Cannabinoid receptor agonists from Conus venoms alleviate pain-related behavior in rats.

Cannabinoid (CB) receptor agonists show robust antinociceptive effects in various pain models. However, most of the clinically potent CB1 receptor-active drugs derived from cannabis are considered concerning due to psychotomimetic side effects. Selective CB receptor ligands that do not induce CNS side effects are of clinical interest.

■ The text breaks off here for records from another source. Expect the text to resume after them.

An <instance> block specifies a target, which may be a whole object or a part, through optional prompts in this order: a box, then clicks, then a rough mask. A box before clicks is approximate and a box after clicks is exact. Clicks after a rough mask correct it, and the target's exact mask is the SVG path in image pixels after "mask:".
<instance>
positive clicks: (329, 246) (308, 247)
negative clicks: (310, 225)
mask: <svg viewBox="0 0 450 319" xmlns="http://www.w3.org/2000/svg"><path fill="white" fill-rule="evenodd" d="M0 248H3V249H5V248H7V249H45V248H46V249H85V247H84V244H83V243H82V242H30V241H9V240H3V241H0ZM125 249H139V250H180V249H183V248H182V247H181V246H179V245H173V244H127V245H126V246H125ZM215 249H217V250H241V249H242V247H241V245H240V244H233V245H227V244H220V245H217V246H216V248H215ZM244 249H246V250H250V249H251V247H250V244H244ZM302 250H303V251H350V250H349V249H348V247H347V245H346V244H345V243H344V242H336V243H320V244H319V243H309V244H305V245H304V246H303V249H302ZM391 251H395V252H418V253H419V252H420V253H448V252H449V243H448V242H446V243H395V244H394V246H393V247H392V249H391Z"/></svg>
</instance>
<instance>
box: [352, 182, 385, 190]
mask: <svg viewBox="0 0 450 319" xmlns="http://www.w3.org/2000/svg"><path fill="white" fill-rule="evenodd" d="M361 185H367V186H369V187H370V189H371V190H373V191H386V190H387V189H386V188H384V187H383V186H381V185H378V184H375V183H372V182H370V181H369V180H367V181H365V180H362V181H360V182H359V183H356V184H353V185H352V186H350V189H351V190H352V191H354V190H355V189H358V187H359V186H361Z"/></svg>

The venoms of marine snail Conus are a natural source of various potent analgesic peptides, some of which are already FDA approved. In this study we evaluated the ability of several Conus venom extracts to interact with CB1 receptor. HEK293 cells expressing CB1 receptors were treated with venom extracts and CB1 receptor internalization was analyzed by immunofluorescence. Results showed C. textile (C. Tex) and C. miles (C. Mil) samples as the most potent. These were serially subfractionated by HPLC for subsequent analysis by internalization assays and for analgesic potency evaluated in the formalin test and after peripheral nerve injury. Intrathecal injection of C. Tex and C. Mil subfractions reduced flinching/licking behavior during the second phase of formalin test and attenuated thermal and mechanical allodynia in nerve injury model. Treatment with proteolytic enzymes reduced CB1 internalization of subfractions, indicating the peptidergic nature of CB1 active component. Further HPLC purification revealed two potent antinociceptive subfractions within C. Tex with CB1 and possible CB2 activity, with mild to no side effects in the CB tetrad assessment. CB conopeptides can be isolated from these active Conus venom-derived samples and further developed as novel analgesic agents for the treatment of chronic pain using cell based or gene therapy approaches.